C’est quoi le Freakedelic?

Le freakedelic, c’est une marque déposée des membres du groupe. Pour eux et elle, c’est le terme employé pour décrire l’esprit du groupe. «C’est notre style musical, c’est notre courant artistique, c’est trop compliqué expliquer au monde qu’on n’est pas psychédélique, on n’est pas samba, on n’est pas country, on est tout en même en temps… C’est un peu freak! C’est freak, c’est freakedelic, c’est une coche au-dessus de psychédélique, mais c’est pas planant!» Malgré tout, le groupe a une volonté de rester accessible; tous les styles sont contrôlés.

(…) on n’est pas psychédélique, on n’est pas samba, on n’est pas country, on est tout en même en temps…

La vision derrière Le Fogue Électrique

Une des particularités du Fogue est qu’il vient avec un concept et une esthétique propre. Le groupe lance prochainement ses deux premiers singles : Bloodymilli et Viens danser le Freakedelic. Les deux singles s’inscrivent dans un album-concept, bientôt à venir.

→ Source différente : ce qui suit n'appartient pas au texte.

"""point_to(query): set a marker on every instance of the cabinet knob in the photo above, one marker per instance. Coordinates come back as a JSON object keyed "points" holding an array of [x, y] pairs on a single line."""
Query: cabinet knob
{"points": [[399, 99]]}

Dans cet univers, Le Fogue Électrique est le house band du défunt bar shawiniganais Le Fog Machine (ouvert de 1968 à 1984). Le premier album raconte l’histoire de ce bar et de la peine d’amour de l’antihéros Johnny Gingras. L’album sortira éventuellement sous le titre Freakedelic : ou la saga de Johnny Gingras au pays de Shawinigan.

Les influences du groupe sont assez variées, les membres en nomment une grande panoplie : Pierre Lalonde, Félix Leclerc, João Gilberto, The Beach Boys, Jane Birkin & Serge Gainsbourg, la musique populaire en général, The Kinks et Ary Barroso.   

C’est au Random Music Studio que les membres du groupe ont enregistré les premiers singles qui sortiront prochainement. Beaucoup de travail et de sessions ont été nécessaires pour un bon résultat.

L’entrevue se finit dans un fou rire, où les membres me remercient de les avoir invités à Tout le monde en parle (?!). Dans tous les cas, ce n’est pas la fin du Fogue, ce n’est que le début!